Come ricorda ancora Mario Draghi, le culture e le nazioni che hanno gestito al meglio l’incertezza e la necessità del cambiamento hanno investito sulla preparazione dei giovani. La nostra scuola che investe poco sui giovani e che presenta molte situazioni di criticità acuisce inevitabilmente forme di disuguaglianza che diventano abnormi in alcune zone del Sud Italia con basse condizioni economiche, sociali e culturali.

Alcune tra le più importanti problematiche che diventano vincoli al superamento delle disuguaglianze sono:

• edifici scolastici e arredi inadeguati spesso adattati a spazi formativi, in alcune realtà territoriali;

• inadeguatezza dei trasporti extraurbani che comporta l’impossibilità da parte di studenti che vivono in zone non servite da pullman o treni nelle ore pomeridiane di usufruire di attività extracurriculari che arricchiscono l’offerta formativa;

• rigidità dell’offerta formativa che causa lo sviluppo abnorme dei Neet (giovani che non studiano e non lavorano).  Le performance negative sono legate per il 70% alle condizioni economiche e sociali;

• alto tasso di dispersione scolastica soprattutto negli istituti professionali e tecnici;

• risultati scolastici, ad eccezione della Puglia, sotto il livello della media europea e dell’Italia del Nord, così come rilevato dalle prove Invalsi e Ocse Pisa. Tale risultato nonostante il notevole dispendio di risorse economiche di progetti europei (Pon, Fse, Fesr) nelle regioni obiettivo convergenza;

• per quanto riguarda gli istituti tecnici e professionali, difficoltà a interagire in modo veramente costruttivo con i soggetti imprenditoriali del territorio che valorizzino il capitale umano e contribuiscano, insieme alla scuola, alla formazione imprenditoriale.
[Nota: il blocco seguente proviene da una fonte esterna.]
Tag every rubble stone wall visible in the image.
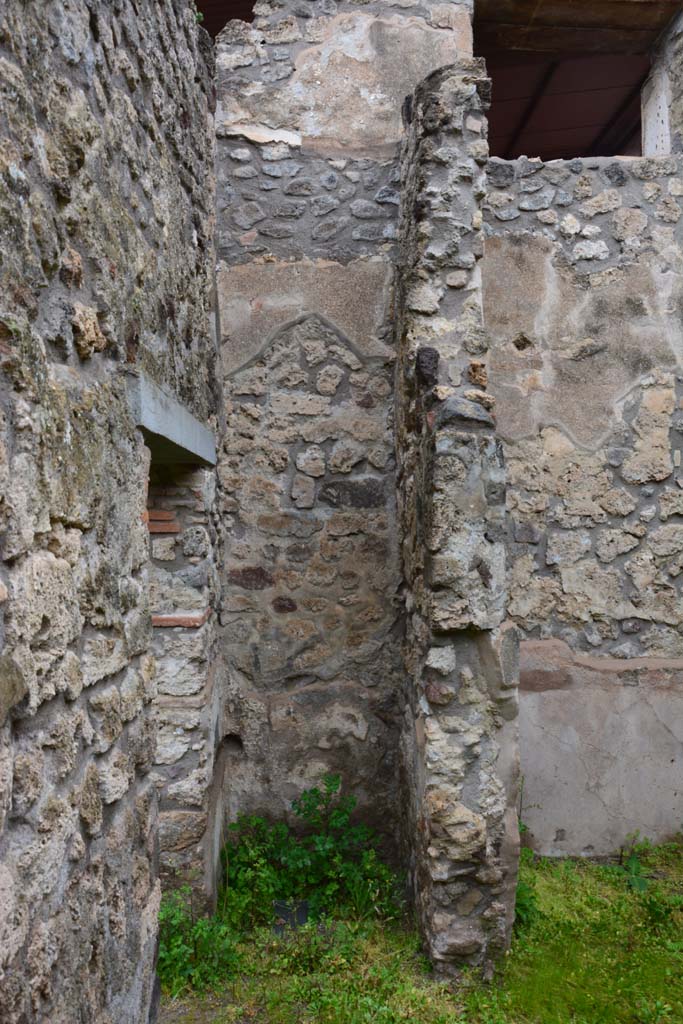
[216,0,471,839]
[482,151,683,854]
[396,59,518,973]
[0,0,215,1024]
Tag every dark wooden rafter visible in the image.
[505,60,560,160]
[588,72,649,157]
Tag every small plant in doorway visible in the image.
[221,775,400,929]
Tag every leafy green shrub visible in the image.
[157,886,240,996]
[222,775,397,928]
[515,879,541,932]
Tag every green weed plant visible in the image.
[156,802,683,1024]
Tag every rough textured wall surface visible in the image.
[147,464,222,906]
[0,0,213,1024]
[396,60,518,972]
[655,14,683,154]
[216,0,471,848]
[482,151,683,853]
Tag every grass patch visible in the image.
[156,827,683,1024]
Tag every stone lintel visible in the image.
[127,374,216,466]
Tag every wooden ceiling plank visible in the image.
[474,24,656,56]
[505,60,560,160]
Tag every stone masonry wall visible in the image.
[396,59,518,973]
[482,151,683,854]
[216,0,471,839]
[0,0,215,1024]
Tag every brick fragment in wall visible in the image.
[0,0,216,1024]
[219,299,400,843]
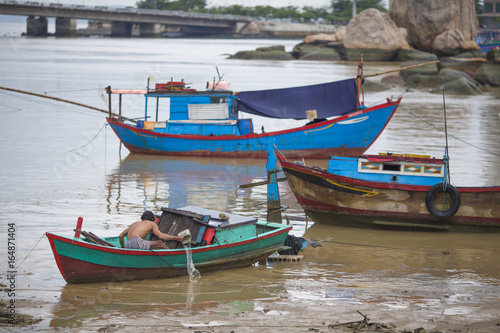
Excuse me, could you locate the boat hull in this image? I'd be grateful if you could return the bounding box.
[108,99,401,158]
[280,158,500,232]
[47,224,291,283]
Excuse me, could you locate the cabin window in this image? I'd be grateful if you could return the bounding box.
[382,164,401,171]
[210,97,227,104]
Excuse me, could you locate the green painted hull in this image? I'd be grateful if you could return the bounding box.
[47,222,291,283]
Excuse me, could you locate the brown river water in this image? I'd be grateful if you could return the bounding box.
[0,33,500,332]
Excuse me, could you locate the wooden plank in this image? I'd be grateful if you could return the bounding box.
[150,208,208,249]
[73,229,116,247]
[267,254,304,261]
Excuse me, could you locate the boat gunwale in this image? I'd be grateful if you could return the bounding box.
[278,154,500,193]
[46,226,292,256]
[106,97,402,141]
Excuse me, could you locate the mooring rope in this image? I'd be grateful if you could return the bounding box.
[400,106,500,156]
[69,122,108,152]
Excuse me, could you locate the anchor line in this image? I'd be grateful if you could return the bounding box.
[400,106,500,156]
I fondi stanziati dal Governo a seguito della pandemia, pur necessari, non risolvono le criticità evidenziate, se la scuola non affronta in modo serio e consapevole il problema educativo. Non si tratta solamente di favorire la trasmissione di conoscenze e l’acquisizione di competenze, ma di trasmettere ciò che è indispensabile alle nuove generazioni perché siano in grado di esercitare e assumersi il rischio della propria libertà con coraggio. Da qui la centralità degli studenti affinché possano scoprire e mettere in gioco i propri talenti con responsabilità.

Occorre, dunque, una scuola intesa come comunità e affezione al bene dei giovani e della società che promuova una cultura viva con le forze del territorio perché, come ricorda infine Draghi, la mancanza di una qualificazione professionale potrà sacrificare la libertà di scelta dei giovani e il loro futuro.